Barak okays construction of dormitory at Hebron seminary
Yeshiva learns of defense ministry approval only after Haaretz inquiry, says request denied for years.
Defense Minister Ehud Barak last week authorized construction of a dormitory at a religious school in the Beit Romano neighborhood of Hebron.
The yeshiva was surprised to learn it had gained approval, having only heard of it after a Haaretz inquiry on the matter.
The yeshiva said construction had been delayed for years due to a defense ministry ban.
The interim head of the yeshiva, Rabbi Hananel Etrog, said Barak's predecessor, MK Amir Peretz, had refused to approve the request. "We've been working on this for years," said Etrog.
The Beit Romano neighborhood was built in the 1980s and is home to the Shavei Hebron yeshiva and its 250 students.
The area was returned to Jewish control after six Israelis were killed near the Beit Hadassah stronghold in 1981.
As part of the construction project, a multi-storied structure will be added to the existing building to serve as a residence hall for students.
Planning for the yeshiva's construction began in the 1990s, but has undergone multiple changes due to requirements for various permits and defense ministry approval.

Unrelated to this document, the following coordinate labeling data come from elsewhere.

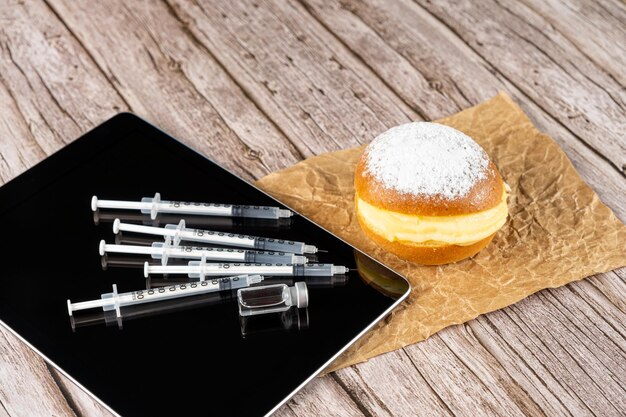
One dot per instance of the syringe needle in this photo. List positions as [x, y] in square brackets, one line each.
[154, 205]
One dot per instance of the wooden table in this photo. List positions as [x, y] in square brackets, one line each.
[259, 86]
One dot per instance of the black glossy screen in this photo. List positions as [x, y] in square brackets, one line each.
[148, 367]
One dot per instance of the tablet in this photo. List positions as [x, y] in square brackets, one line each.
[190, 356]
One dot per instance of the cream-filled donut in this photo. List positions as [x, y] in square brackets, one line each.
[429, 193]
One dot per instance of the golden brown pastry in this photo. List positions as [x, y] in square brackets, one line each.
[429, 194]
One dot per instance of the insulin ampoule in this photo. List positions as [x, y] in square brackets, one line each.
[272, 298]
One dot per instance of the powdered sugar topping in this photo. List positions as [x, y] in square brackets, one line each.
[429, 159]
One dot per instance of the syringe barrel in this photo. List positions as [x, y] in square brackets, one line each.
[195, 269]
[197, 252]
[217, 238]
[183, 290]
[185, 207]
[279, 245]
[213, 209]
[256, 212]
[273, 257]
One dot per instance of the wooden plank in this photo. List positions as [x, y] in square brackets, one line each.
[521, 45]
[171, 80]
[44, 84]
[611, 286]
[437, 74]
[321, 397]
[546, 348]
[334, 107]
[321, 97]
[81, 402]
[27, 387]
[391, 385]
[605, 30]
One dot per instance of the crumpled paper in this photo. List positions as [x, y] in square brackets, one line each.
[558, 230]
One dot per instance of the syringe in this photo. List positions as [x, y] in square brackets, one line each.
[114, 301]
[155, 205]
[164, 251]
[201, 269]
[180, 232]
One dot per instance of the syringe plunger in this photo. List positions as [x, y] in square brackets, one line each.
[114, 301]
[154, 205]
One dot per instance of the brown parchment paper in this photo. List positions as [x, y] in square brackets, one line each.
[558, 231]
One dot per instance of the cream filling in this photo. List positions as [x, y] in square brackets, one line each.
[462, 230]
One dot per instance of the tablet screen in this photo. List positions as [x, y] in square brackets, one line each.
[148, 360]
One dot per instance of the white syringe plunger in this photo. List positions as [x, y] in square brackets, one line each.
[114, 300]
[154, 205]
[179, 233]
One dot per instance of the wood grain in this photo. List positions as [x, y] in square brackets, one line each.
[170, 80]
[258, 86]
[320, 96]
[604, 42]
[27, 388]
[545, 65]
[437, 74]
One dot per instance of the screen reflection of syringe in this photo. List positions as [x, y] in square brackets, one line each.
[164, 251]
[201, 269]
[114, 300]
[155, 205]
[180, 232]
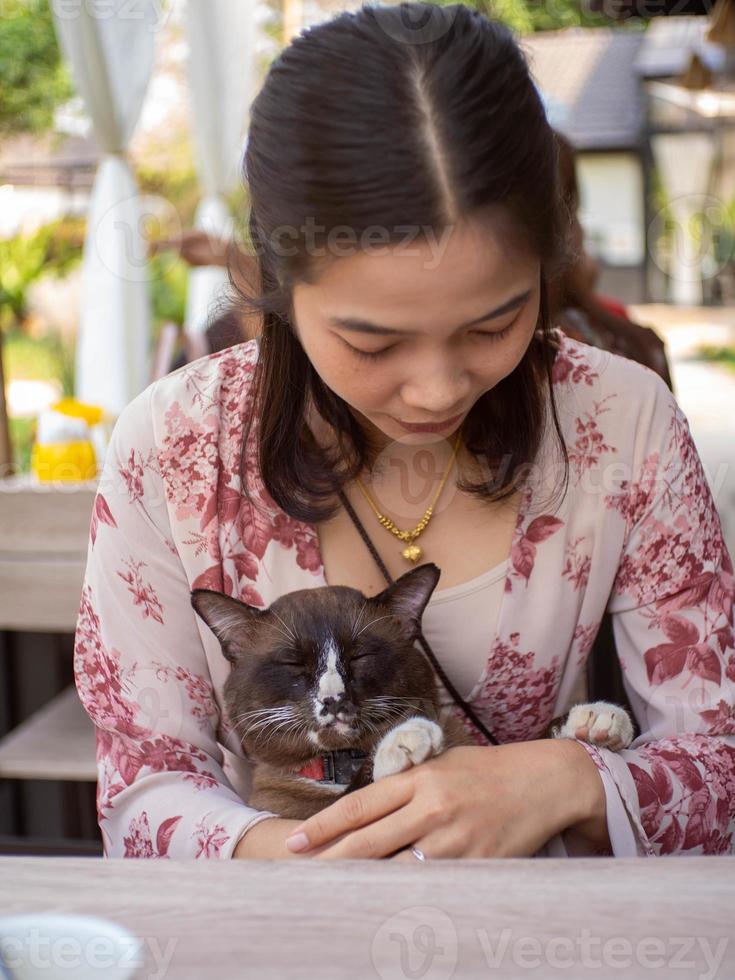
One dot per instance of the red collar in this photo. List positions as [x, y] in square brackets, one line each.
[336, 766]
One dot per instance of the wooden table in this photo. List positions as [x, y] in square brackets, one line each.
[44, 532]
[580, 917]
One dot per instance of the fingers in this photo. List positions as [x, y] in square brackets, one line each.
[358, 809]
[377, 840]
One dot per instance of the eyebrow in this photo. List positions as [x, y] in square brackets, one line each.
[364, 326]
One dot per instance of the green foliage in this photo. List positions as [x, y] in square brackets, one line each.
[54, 248]
[49, 356]
[169, 276]
[33, 78]
[527, 16]
[720, 355]
[21, 439]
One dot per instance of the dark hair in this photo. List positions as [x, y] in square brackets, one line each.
[368, 121]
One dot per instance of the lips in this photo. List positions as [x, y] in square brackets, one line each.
[430, 426]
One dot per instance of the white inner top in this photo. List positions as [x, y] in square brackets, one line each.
[460, 624]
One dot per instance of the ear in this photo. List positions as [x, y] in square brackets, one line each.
[230, 620]
[408, 595]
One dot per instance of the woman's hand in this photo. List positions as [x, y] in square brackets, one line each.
[468, 802]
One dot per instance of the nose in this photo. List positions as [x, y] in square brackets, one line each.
[438, 387]
[338, 706]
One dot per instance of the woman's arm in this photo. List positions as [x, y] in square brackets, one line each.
[141, 671]
[673, 621]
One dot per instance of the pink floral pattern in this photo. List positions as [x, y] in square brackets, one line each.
[171, 514]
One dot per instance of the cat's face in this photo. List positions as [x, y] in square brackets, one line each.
[322, 668]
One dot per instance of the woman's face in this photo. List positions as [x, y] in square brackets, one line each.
[417, 333]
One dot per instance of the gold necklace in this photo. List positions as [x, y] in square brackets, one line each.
[412, 552]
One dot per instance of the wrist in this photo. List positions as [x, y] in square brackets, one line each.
[266, 840]
[585, 791]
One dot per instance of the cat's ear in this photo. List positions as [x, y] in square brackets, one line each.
[230, 620]
[408, 595]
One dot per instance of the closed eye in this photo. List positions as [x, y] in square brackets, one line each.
[492, 336]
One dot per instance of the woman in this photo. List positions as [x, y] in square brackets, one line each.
[407, 225]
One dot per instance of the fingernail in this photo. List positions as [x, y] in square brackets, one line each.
[297, 842]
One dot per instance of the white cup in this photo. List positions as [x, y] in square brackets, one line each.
[52, 946]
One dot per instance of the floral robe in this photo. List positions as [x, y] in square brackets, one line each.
[637, 534]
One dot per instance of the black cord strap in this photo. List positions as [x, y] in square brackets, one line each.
[421, 638]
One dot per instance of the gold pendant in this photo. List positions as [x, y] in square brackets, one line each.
[412, 553]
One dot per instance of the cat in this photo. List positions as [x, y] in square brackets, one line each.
[328, 692]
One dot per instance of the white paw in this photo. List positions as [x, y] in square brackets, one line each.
[603, 724]
[406, 745]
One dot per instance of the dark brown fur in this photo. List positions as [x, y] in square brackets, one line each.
[378, 659]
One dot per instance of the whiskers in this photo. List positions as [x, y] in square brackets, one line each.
[283, 721]
[377, 713]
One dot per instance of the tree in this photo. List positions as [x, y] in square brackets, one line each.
[33, 78]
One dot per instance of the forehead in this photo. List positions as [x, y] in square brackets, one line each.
[454, 276]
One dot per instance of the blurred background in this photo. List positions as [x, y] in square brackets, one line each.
[122, 127]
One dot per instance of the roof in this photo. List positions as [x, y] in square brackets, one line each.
[588, 80]
[48, 159]
[669, 43]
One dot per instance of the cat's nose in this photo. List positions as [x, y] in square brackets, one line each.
[339, 706]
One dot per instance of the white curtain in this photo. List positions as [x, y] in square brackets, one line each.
[110, 47]
[684, 161]
[220, 35]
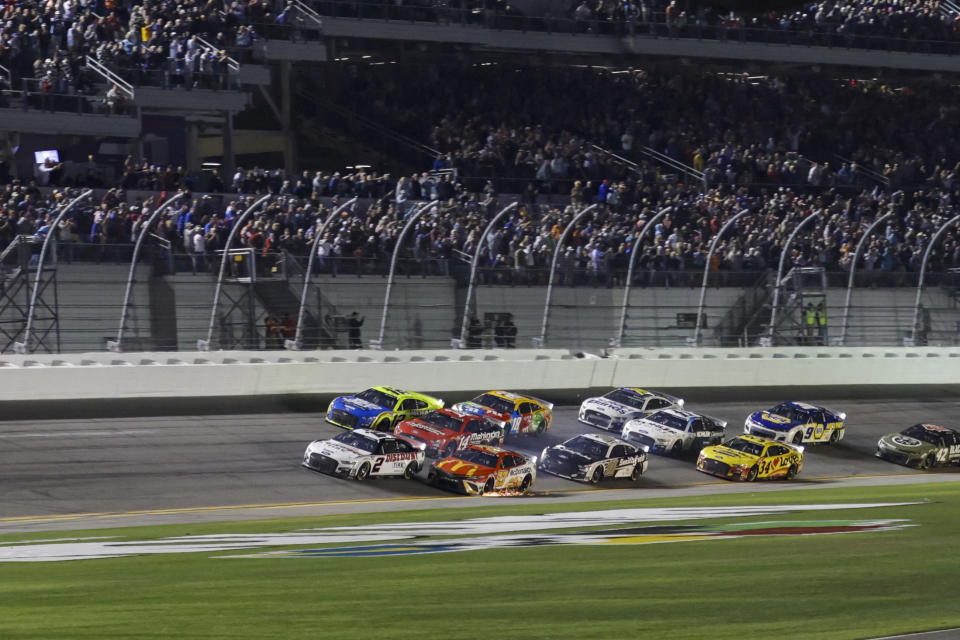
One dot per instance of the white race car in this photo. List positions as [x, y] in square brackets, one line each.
[362, 453]
[674, 431]
[591, 457]
[613, 410]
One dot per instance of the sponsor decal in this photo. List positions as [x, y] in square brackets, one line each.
[411, 535]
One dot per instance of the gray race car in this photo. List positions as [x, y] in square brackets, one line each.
[921, 446]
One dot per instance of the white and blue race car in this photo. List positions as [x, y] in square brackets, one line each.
[614, 409]
[797, 422]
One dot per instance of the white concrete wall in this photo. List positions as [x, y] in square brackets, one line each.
[218, 374]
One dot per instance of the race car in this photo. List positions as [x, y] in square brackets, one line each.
[362, 453]
[673, 431]
[750, 457]
[517, 414]
[591, 457]
[379, 408]
[922, 446]
[796, 422]
[445, 431]
[480, 469]
[612, 410]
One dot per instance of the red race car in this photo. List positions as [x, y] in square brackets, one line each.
[445, 431]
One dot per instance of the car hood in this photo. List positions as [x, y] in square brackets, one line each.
[656, 431]
[772, 421]
[479, 410]
[907, 444]
[358, 407]
[610, 408]
[461, 468]
[336, 450]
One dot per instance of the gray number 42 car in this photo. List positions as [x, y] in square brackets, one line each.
[922, 446]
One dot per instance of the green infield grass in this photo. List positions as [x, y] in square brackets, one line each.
[849, 585]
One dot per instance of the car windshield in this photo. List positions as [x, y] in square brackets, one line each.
[358, 441]
[475, 456]
[739, 444]
[587, 446]
[920, 433]
[629, 398]
[379, 398]
[498, 404]
[442, 421]
[791, 413]
[669, 420]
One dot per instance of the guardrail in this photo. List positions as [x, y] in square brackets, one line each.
[187, 375]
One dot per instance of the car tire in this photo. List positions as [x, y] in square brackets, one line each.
[489, 486]
[363, 472]
[525, 485]
[411, 471]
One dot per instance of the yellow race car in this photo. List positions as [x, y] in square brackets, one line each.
[749, 457]
[379, 408]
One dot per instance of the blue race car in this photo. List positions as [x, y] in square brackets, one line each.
[379, 408]
[797, 422]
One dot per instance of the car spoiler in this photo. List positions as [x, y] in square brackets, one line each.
[548, 405]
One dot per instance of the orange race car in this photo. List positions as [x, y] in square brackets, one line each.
[480, 469]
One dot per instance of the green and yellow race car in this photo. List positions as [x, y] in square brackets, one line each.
[379, 408]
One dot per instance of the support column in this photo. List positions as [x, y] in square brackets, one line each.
[229, 162]
[286, 118]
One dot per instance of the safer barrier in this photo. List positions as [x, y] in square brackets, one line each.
[195, 375]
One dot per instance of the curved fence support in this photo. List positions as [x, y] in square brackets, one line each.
[473, 268]
[923, 273]
[393, 265]
[144, 230]
[553, 268]
[23, 347]
[706, 273]
[777, 286]
[633, 261]
[853, 272]
[297, 342]
[204, 345]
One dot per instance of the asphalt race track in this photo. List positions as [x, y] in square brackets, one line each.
[54, 468]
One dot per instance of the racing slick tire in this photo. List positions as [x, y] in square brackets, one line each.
[449, 450]
[489, 486]
[411, 471]
[597, 475]
[525, 485]
[363, 472]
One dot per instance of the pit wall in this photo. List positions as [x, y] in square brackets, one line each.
[223, 374]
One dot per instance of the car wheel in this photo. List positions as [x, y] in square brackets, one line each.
[364, 471]
[411, 471]
[525, 485]
[489, 486]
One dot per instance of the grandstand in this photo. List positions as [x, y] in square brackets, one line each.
[680, 118]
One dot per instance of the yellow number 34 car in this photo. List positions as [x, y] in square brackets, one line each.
[749, 457]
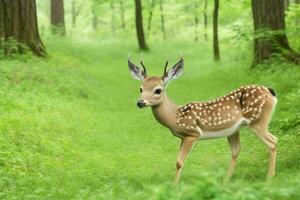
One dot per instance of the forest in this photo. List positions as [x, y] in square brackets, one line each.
[70, 127]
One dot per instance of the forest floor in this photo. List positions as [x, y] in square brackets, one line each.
[70, 128]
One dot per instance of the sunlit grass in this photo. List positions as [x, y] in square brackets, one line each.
[70, 128]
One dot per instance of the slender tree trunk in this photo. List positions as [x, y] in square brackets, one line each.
[19, 28]
[122, 13]
[139, 25]
[75, 12]
[58, 17]
[162, 17]
[196, 21]
[286, 4]
[94, 18]
[205, 19]
[151, 7]
[112, 8]
[215, 31]
[268, 17]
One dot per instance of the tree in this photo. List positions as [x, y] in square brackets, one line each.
[139, 25]
[205, 19]
[19, 28]
[162, 18]
[196, 19]
[269, 31]
[151, 4]
[215, 31]
[58, 17]
[122, 14]
[75, 12]
[112, 21]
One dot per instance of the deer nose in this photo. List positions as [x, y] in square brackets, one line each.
[141, 103]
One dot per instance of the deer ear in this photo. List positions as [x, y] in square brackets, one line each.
[174, 73]
[136, 72]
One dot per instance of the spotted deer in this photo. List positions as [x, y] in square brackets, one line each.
[251, 106]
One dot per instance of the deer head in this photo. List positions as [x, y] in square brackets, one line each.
[153, 88]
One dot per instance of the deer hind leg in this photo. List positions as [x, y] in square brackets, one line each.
[185, 148]
[234, 143]
[270, 141]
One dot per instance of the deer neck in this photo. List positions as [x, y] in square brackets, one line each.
[165, 113]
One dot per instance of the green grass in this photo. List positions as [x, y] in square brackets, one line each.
[70, 129]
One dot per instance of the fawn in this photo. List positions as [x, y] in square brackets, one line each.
[223, 117]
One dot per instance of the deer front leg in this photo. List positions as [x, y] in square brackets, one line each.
[234, 143]
[185, 147]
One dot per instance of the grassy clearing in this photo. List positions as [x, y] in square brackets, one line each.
[70, 129]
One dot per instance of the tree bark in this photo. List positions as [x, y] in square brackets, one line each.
[75, 12]
[112, 22]
[196, 21]
[162, 19]
[151, 7]
[286, 4]
[58, 17]
[139, 25]
[122, 13]
[94, 18]
[215, 31]
[269, 35]
[205, 20]
[19, 28]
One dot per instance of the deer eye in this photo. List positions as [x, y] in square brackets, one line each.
[157, 91]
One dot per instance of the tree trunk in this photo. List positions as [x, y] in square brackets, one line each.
[122, 13]
[196, 21]
[215, 31]
[151, 7]
[139, 25]
[95, 18]
[205, 19]
[75, 12]
[112, 22]
[162, 17]
[269, 26]
[286, 4]
[58, 17]
[19, 28]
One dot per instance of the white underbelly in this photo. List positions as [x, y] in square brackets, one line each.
[224, 132]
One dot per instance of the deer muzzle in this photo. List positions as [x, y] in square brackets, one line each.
[141, 103]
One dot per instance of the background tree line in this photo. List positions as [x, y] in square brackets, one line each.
[114, 19]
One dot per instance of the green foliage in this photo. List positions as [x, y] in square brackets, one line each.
[70, 129]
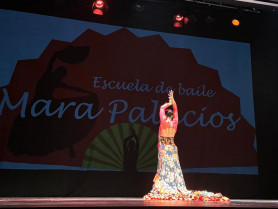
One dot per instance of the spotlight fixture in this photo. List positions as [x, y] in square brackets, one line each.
[235, 22]
[98, 7]
[178, 21]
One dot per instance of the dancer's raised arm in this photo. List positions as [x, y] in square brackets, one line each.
[175, 107]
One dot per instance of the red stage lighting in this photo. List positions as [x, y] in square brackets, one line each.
[178, 18]
[178, 21]
[99, 4]
[98, 7]
[185, 20]
[235, 22]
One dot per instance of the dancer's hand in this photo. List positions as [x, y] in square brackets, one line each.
[171, 97]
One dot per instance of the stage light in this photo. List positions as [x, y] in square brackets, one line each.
[178, 21]
[98, 7]
[235, 22]
[185, 20]
[99, 4]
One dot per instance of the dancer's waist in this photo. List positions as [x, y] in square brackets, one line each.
[166, 140]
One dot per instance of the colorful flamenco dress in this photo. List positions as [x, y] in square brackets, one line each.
[169, 182]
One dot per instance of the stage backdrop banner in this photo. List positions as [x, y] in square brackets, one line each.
[84, 96]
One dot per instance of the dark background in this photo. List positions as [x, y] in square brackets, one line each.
[259, 27]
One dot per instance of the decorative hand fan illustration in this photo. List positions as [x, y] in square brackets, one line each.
[123, 147]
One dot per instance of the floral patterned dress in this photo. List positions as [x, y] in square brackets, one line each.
[169, 182]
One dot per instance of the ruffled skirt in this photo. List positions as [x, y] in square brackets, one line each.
[169, 182]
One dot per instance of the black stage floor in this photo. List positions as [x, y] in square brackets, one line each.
[95, 202]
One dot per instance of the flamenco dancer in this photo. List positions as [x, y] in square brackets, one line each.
[169, 182]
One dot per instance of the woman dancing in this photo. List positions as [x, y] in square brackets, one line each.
[169, 182]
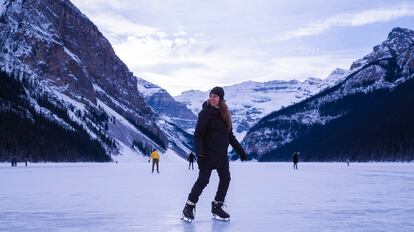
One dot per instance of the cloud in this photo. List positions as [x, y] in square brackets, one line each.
[351, 20]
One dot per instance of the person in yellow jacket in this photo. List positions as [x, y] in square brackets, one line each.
[155, 156]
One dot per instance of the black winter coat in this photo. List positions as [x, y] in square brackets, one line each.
[212, 139]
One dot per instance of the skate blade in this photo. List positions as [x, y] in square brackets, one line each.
[216, 217]
[186, 219]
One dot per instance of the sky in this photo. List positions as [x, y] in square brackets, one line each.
[196, 44]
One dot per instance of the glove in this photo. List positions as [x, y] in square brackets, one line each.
[200, 159]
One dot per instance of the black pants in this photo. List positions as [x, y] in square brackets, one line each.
[203, 180]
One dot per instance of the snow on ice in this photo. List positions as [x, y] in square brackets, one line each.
[262, 197]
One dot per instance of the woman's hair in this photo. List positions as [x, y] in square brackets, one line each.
[225, 114]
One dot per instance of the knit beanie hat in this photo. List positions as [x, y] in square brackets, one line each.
[218, 91]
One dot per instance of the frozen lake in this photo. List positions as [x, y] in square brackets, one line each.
[262, 197]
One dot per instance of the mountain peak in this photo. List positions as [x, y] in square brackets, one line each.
[399, 32]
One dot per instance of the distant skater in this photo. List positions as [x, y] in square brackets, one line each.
[26, 159]
[14, 161]
[295, 159]
[155, 156]
[191, 159]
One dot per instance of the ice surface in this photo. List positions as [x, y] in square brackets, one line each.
[262, 197]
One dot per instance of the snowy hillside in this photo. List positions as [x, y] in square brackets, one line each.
[166, 106]
[64, 56]
[250, 101]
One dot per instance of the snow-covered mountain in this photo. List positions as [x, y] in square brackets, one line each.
[62, 55]
[367, 116]
[165, 105]
[250, 101]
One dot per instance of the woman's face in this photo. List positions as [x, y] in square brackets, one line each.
[214, 100]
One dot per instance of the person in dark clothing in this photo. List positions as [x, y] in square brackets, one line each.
[295, 159]
[191, 159]
[26, 159]
[213, 135]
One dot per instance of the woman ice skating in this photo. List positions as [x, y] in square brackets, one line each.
[213, 134]
[155, 156]
[191, 158]
[295, 159]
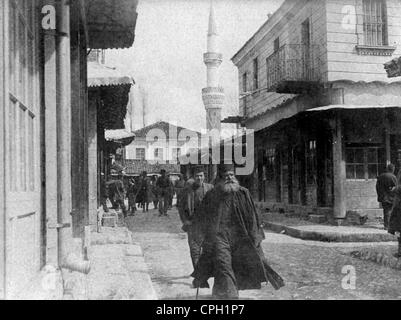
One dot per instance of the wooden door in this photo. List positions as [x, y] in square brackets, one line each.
[22, 148]
[305, 50]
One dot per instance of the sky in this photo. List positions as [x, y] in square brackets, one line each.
[166, 59]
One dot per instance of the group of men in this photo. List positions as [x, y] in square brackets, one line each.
[160, 190]
[224, 235]
[388, 188]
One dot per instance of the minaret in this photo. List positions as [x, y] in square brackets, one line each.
[213, 95]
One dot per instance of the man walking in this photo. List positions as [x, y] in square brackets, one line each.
[385, 185]
[232, 252]
[191, 214]
[164, 186]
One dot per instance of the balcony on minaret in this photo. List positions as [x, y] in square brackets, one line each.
[294, 69]
[213, 97]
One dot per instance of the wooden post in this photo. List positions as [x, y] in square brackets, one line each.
[64, 130]
[387, 139]
[339, 173]
[76, 137]
[50, 98]
[3, 99]
[92, 163]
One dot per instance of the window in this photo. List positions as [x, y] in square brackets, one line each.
[176, 154]
[244, 83]
[140, 154]
[276, 44]
[375, 22]
[364, 162]
[244, 90]
[158, 154]
[255, 74]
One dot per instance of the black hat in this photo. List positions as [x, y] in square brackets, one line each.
[199, 169]
[225, 167]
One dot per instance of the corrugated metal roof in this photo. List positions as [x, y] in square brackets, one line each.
[101, 75]
[111, 135]
[393, 68]
[350, 107]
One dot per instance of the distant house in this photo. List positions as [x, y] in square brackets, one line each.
[325, 115]
[159, 146]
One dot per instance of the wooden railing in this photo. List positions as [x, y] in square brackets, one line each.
[293, 62]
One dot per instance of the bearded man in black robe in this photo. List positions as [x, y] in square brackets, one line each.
[232, 252]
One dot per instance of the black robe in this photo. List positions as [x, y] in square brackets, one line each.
[395, 214]
[245, 264]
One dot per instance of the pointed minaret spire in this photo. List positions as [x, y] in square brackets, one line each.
[212, 21]
[213, 95]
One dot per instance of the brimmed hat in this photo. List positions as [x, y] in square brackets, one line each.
[223, 168]
[199, 169]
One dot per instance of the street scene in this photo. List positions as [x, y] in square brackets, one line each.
[200, 150]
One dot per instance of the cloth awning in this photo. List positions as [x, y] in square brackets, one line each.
[393, 68]
[350, 107]
[111, 23]
[100, 75]
[119, 134]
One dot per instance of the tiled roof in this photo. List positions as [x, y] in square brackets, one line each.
[100, 75]
[138, 166]
[164, 126]
[118, 134]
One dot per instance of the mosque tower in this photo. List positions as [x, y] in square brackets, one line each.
[213, 95]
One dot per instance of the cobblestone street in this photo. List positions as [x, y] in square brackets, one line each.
[311, 270]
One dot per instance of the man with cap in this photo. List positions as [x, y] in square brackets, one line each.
[231, 251]
[164, 186]
[385, 186]
[191, 211]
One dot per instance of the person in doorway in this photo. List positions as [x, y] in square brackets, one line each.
[117, 192]
[394, 226]
[104, 192]
[231, 252]
[386, 182]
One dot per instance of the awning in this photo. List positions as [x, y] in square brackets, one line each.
[111, 23]
[100, 75]
[393, 68]
[120, 134]
[350, 107]
[234, 119]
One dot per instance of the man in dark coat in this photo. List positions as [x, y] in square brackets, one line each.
[179, 186]
[191, 211]
[395, 215]
[164, 186]
[145, 191]
[232, 252]
[131, 193]
[385, 184]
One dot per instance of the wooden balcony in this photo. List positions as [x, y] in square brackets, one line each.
[294, 69]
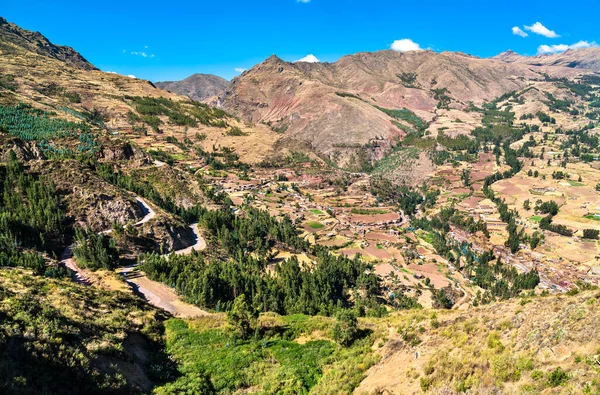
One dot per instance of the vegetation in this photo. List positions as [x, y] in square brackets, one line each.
[31, 216]
[58, 337]
[95, 251]
[405, 114]
[213, 361]
[28, 123]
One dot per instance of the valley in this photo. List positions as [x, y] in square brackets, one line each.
[392, 222]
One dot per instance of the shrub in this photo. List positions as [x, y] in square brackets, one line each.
[345, 330]
[558, 377]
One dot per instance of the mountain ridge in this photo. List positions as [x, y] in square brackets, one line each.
[38, 43]
[197, 87]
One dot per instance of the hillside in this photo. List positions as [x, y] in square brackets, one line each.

The approval runs contrary to a recent Israeli promise to the U.S. that it would freeze construction in existing settlements.
Secretary of State Condoleezza Rice said during her visit to the region in March that she warned Israel to cease construction as it would harm the peace process.
Hebron, which has been the site of multiple clashes between settlers and Palestinians, is considered a particularly contentious site in the West Bank.
The defense ministry said that approval had been given "for expansion and not for new construction. All authorizations are given legally and according to procedure."